The Washington Market Park’s Board of Directors are ever-vigilant protectors of Tribeca’s green gem at Greenwich and Chambers streets. They’ve turned down movie makers who want to shoot there, artists who wish to stage events there, and even the Parks Department, who, a couple of years ago, thought it might be nice to put the 16-ton gilded bronze statue "Golden Boy" there.

Last month, the board made no exception for Mayor Bloomberg, Gov. Pataki, Robert De Niro and other luminaries when they turned down the Tribeca Film Festival’s proposal to hold its May 8 opening ceremony in the park, attended by a crowd of perhaps 500 on the newly seeded lawn.

They also short-circuited a plan to close the park for three days so that the festival could erect a tent over the grass and throw two private cocktail parties for 300.

"We have to think about the precedent," Fraya Berg told fellow board members. "Otherwise, it’s going to be in our face three times a year: ‘Well, you let Robert De Niro do it…’" De Niro is a co-founder of the festival.

The festival, expected to draw thousands to Tribeca, comes at a delicate time for the park. With much of the lawn recently reseeded, and major reconstruction of the playground set to begin on May 13, the board worried that there would be no place left for kids to play if the delicate grass is damaged and needs to be seeded yet again.

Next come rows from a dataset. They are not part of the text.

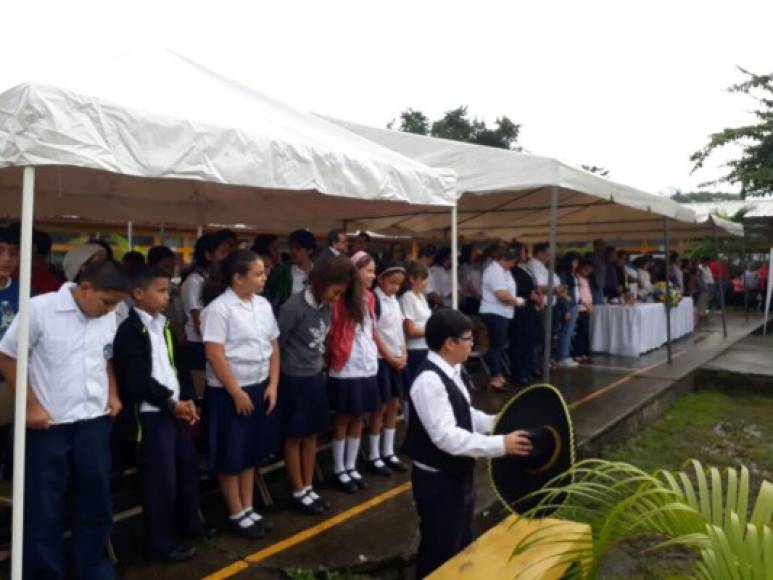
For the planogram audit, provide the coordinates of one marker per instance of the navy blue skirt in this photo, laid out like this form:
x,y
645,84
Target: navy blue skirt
x,y
392,383
415,359
303,405
237,442
354,396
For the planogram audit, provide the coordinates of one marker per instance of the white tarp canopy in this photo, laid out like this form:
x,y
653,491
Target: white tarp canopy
x,y
154,137
506,194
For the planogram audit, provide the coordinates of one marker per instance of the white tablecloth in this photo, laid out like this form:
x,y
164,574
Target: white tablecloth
x,y
633,330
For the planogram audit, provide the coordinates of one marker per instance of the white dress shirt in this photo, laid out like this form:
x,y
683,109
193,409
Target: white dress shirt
x,y
191,291
363,360
495,277
416,308
69,353
390,323
161,367
246,330
429,400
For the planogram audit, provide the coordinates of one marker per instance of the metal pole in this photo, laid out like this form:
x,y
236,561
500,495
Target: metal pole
x,y
667,252
549,303
454,259
721,284
22,358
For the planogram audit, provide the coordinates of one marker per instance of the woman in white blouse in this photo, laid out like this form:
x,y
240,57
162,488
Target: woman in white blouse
x,y
497,308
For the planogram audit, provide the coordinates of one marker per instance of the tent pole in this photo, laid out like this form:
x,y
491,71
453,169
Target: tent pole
x,y
549,303
667,252
743,265
22,359
454,259
721,285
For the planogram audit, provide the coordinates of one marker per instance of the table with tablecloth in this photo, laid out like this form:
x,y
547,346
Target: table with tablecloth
x,y
630,330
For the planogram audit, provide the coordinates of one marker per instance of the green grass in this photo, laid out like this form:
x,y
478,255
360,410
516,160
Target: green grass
x,y
714,427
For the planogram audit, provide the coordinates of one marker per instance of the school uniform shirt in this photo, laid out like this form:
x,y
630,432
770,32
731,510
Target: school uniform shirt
x,y
441,282
246,330
390,324
68,359
161,367
429,400
363,360
416,308
191,291
495,277
300,279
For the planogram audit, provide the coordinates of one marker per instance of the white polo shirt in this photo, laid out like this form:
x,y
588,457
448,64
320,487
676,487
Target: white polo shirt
x,y
246,330
390,323
161,367
68,356
495,277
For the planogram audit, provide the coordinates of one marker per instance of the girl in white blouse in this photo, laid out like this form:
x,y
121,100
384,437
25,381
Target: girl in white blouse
x,y
240,337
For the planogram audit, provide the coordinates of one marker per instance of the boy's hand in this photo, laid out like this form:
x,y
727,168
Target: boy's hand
x,y
114,405
37,417
518,443
186,411
270,396
243,403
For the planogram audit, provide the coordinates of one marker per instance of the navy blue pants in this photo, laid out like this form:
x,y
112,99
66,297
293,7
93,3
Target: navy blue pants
x,y
74,456
445,505
497,328
170,483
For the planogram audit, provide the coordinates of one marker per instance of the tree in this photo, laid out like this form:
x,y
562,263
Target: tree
x,y
598,170
456,125
753,170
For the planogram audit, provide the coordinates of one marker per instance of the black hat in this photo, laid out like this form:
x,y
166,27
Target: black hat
x,y
542,411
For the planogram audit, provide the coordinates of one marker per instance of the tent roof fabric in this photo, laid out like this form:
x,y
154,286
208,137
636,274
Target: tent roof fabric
x,y
210,146
507,194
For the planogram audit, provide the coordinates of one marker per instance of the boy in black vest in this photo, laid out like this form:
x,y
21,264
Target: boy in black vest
x,y
445,434
159,395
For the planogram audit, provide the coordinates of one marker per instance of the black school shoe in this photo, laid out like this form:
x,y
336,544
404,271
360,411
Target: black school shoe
x,y
251,532
378,467
179,554
358,480
394,463
311,508
348,485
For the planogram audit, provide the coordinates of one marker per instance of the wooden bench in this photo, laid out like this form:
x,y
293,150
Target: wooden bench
x,y
488,557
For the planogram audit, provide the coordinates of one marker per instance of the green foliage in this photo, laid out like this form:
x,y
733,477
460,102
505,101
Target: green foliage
x,y
458,126
753,169
694,508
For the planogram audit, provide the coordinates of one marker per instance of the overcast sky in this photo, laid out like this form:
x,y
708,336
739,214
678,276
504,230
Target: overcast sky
x,y
633,88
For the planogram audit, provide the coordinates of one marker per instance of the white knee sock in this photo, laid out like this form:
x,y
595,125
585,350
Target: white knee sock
x,y
388,442
339,445
352,448
373,447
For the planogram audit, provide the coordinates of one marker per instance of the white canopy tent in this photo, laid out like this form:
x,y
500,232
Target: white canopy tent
x,y
511,195
157,138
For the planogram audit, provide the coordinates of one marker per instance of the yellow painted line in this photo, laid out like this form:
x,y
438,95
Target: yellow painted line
x,y
621,381
308,533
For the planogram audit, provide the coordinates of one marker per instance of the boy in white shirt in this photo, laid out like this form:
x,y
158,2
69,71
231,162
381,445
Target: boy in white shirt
x,y
71,398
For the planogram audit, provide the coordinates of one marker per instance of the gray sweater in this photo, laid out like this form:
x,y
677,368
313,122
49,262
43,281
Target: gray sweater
x,y
303,328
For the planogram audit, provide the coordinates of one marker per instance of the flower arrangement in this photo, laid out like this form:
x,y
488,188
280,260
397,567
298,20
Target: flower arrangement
x,y
670,295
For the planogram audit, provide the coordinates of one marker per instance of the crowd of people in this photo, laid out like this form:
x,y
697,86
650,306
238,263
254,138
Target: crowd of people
x,y
253,353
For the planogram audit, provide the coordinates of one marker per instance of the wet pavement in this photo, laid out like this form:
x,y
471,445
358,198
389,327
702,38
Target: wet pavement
x,y
377,529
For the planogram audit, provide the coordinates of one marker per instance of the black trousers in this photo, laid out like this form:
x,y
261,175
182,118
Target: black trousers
x,y
74,456
170,486
445,505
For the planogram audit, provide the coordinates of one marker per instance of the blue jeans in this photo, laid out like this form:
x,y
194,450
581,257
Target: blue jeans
x,y
566,333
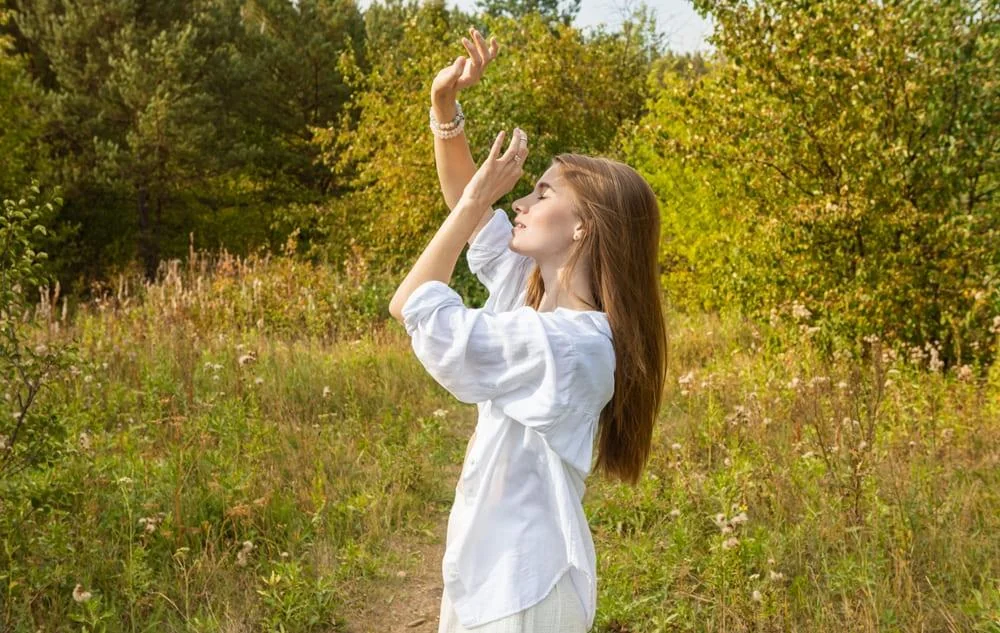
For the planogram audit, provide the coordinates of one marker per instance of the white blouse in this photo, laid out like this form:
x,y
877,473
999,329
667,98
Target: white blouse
x,y
540,381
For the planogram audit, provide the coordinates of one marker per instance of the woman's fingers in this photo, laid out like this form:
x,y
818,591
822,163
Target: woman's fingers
x,y
495,150
458,67
518,148
484,52
477,59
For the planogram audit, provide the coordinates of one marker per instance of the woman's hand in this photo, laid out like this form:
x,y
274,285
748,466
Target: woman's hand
x,y
498,174
464,71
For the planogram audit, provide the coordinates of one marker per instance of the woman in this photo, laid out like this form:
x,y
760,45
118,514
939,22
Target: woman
x,y
570,347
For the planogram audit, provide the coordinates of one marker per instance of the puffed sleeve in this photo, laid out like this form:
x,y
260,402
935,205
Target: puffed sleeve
x,y
516,359
501,270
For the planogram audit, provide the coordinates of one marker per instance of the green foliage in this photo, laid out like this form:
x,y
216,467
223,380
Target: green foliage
x,y
568,91
30,435
852,149
182,118
242,457
553,10
20,146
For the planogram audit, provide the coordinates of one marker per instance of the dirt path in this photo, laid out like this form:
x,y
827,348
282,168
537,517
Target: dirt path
x,y
409,601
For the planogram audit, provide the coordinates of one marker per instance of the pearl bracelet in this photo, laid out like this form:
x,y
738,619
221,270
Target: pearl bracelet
x,y
451,128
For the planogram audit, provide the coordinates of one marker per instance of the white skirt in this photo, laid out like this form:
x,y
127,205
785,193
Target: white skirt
x,y
559,612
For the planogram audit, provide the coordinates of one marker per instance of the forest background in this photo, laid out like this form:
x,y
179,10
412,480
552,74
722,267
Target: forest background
x,y
208,204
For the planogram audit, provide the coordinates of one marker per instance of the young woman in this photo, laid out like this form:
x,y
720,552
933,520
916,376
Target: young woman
x,y
570,348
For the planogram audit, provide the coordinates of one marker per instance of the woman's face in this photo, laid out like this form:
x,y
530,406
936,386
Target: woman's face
x,y
548,218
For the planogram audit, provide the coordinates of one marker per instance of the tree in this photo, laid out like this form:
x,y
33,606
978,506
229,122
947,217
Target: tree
x,y
23,155
569,93
863,140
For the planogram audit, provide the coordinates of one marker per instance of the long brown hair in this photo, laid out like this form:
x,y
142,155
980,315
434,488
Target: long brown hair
x,y
621,219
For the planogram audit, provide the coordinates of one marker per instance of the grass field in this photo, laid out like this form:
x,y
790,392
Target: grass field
x,y
248,438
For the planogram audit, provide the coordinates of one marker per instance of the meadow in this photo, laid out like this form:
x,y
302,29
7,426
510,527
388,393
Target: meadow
x,y
248,441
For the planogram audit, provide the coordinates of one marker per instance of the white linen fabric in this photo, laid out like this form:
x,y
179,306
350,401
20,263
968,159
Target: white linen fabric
x,y
540,381
559,612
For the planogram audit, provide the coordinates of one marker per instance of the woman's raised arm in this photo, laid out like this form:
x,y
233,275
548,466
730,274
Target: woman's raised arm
x,y
452,155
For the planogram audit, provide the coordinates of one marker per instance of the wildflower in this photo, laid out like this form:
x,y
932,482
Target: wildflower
x,y
799,311
81,595
241,556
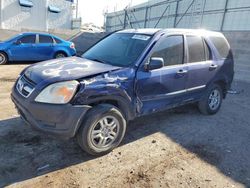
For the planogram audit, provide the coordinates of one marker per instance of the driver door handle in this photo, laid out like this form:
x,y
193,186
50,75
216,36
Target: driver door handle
x,y
181,72
213,67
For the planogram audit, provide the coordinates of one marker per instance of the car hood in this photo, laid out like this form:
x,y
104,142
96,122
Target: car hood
x,y
66,69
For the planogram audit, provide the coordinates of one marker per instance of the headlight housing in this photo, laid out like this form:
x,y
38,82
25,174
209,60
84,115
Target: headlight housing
x,y
58,93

Still fresh in their minds was last September’s onslaught of tourists who trampled plantings as they scrambled for a view of the Trade Center destruction.

"The park’s been so inaccessible for so much of the time," said Park Board President Linda Lakhdhir. "It seems more precious than ever."

Karen Dalzell, who is producing the festival’s many events, pitched the proposal as a way of extending a hand to the community.

"It would be really wonderful to make the park the single place that is about Tribeca," she told the board at its monthly meeting, saying that holding the ceremony there would be a "positive gesture" after the park’s struggles following Sept. 11.

"We’re fighting for the grass for the kids," said board member Liz Liebeskind. "They’re just getting their grass back."

Dalzell conceded defeat. "It seems like a big pain in the butt," she said, "and if it’s going to ruin the grass we don’t want to do those things." But she did get the board to agree to close the park’s basketball courts for three days so that the private parties could be held there.

Another question before the board was a struggle. Should the park remain open on Saturday, May 11, the day that thousands were expected to flood the neighborhood for the festival’s family carnival? (See page 26 of The Tribeca Trib in print.) Most of the group seemed determined to keep the gate closed that day until Peter Downing, the event’s organizer, sat down to persuade them otherwise.

"It seems to me the wrong message to give to people coming to the Family Festival that, ‘Oh, look, there’s a charming park, but it’s locked and they’re not letting us in.’"

Following a long discussion, the board voted to keep the park open but the lawn fenced. The board is requesting three security guards and a limit of 400 in the park at a time.

"I’m still not happy," Lakhdhir said later, "but I felt like we had to make some effort to accommodate what’s meant to be a benefit for the community."